La scorsa settimana il Parlamento americano ha avviato un’indagine conoscitiva nei confronti delle aziende di personal genomics, con lo scopo di valutare se queste società possano o meno offrire i loro test genetici ai consumatori. Il tutto è scaturito in seguito all’iniziativa della Pathway Genomics, immediatamente bloccata dalla FDA, di vendere i propri kit nei supermercati della catena Walgreens.

James Plante, Vance Vanier e Anne Wojcicki, rispettivamente presidenti di Pathway Genomics, Navigenics e 23andMe si sono visti recapitare mercoledì 19 Maggio una lettera firmata dal Comitato per l’Energia e il Commercio, nella quale le tre aziende sono invitate a fornire entro il 4 giugno informazioni dettagliate sui test commercializzati. In particolare, viene richiesto di spiegare come vengono analizzati i risultati e quanto sono accurate le predizioni fatte, relative al rischio di insorgenza di patologie o alla risposta a farmaci.

Tutte le società hanno detto di essere aperte alla collaborazione in questa fase di valutazione: sul sito della Pathway Genomics e sui blog ufficiali di Navigenics and 23andMe appaiono dichiarazioni ottimistiche sul buon esito dell’indagine. In realtà, se anche l’indagine del Comitato dovesse finire male, molte delle aziende interessate avrebbero le spalle coperte, in quanto l’offerta al consumatore è già stata divisa in due categorie di prodotti: i test a scopo “ricreativo” (come quelli per la ricerca genealogica) sono stati separati da quelli più seri, riguardanti la predizione della suscettibilità a patologie. In questo modo, se il Comitato dovesse pronunciarsi negativamente e decidere di proibire la vendita dei test, quantomeno la prima categoria potrebbe continuare ad esistere.

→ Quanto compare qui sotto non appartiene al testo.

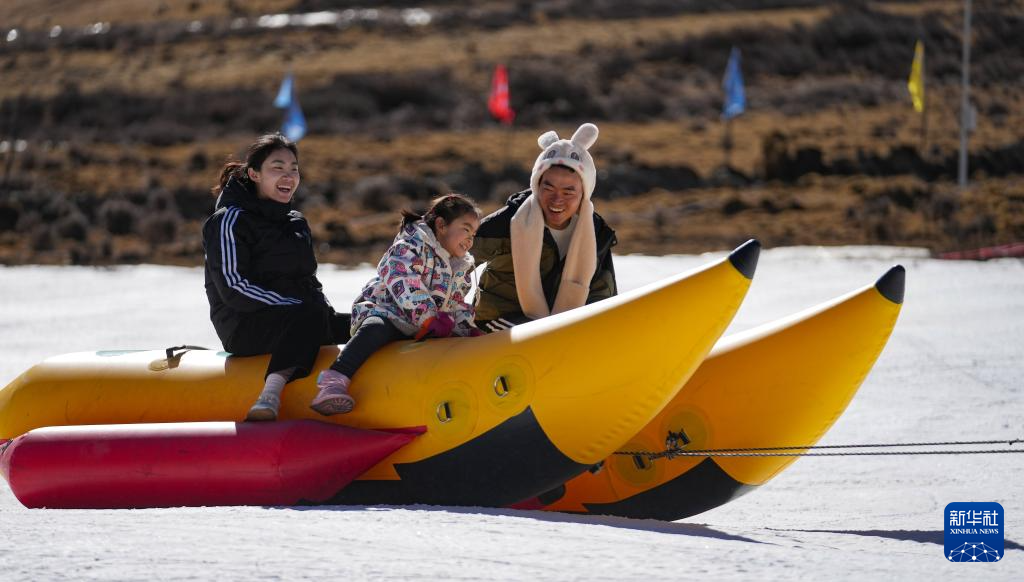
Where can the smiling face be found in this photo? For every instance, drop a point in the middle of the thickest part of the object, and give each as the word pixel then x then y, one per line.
pixel 278 178
pixel 561 193
pixel 457 238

Alcuni dubitano che la FDA, l’ente che per prima aveva sollevato la questione, abbia le competenze per legiferare sul settore della personal genomics. Su questo preferisco non pronunciarmi, non essendo americano non so come questo organismo di controllo si sia comportato in passato. Certo qualche dubbio è legittimo, dal momento che sembra alquanto strano che soltanto ora sia diventato necessario regolamentare la vendita dei test genetici: la 23andMe, ad esempio, è stata fondata nel 2006, e da allora ha sempre offerto online i propri servizi. “La mossa dei dirigenti della Pathway Genomics di acquistare visibilità ha raggiunto il suo scopo e li ha portati alla nostra attenzione” hanno dichiarato alla FDA, come se dal punto di vista legislativo ci fosse differenza tra vendere un prodotto online o in un supermercato.

Staremo a vedere quello che succederà. Io non so se il settore della personal genomics debba essere regolamentato in modo severo; la mia opinione personale è che questi test producono dati di diversa natura e le normative andrebbero diversificate di conseguenza. Ad esempio dovrebbero essere prese in considerazione le effettive correlazioni tra il marker genetico e l’insorgenza della patologia, la gravità della patologia stessa e soprattutto le possibili precauzioni e modalità di cura esistenti per quella particolare malattia: non credo sia sensato comunicare al paziente che potrebbe ammalarsi di una malattia per cui non si conoscono cure, ad esempio.

Ad ogni modo, la mia è solo un’opinione come tante altre, proprio come quella di chi sostiene che rivelare a un cliente il suo rischio di ammalarsi di cancro potrebbe avere conseguenze devastanti dal punto di vista psicologico. A mio avviso non si può imporre regole sulla base di opinioni che non necessariamente trovano riscontro nella realtà. Le regole devono basarsi su dati reali: chiediamo alla gente cosa ne pensa! Domandiamo a chi si è sottoposto a questi test come ha reagito alla vista dei risultati! Una legge sensata può arrivare solo da qui, altrimenti sarebbe solo un’imposizione fondata su preconcetti.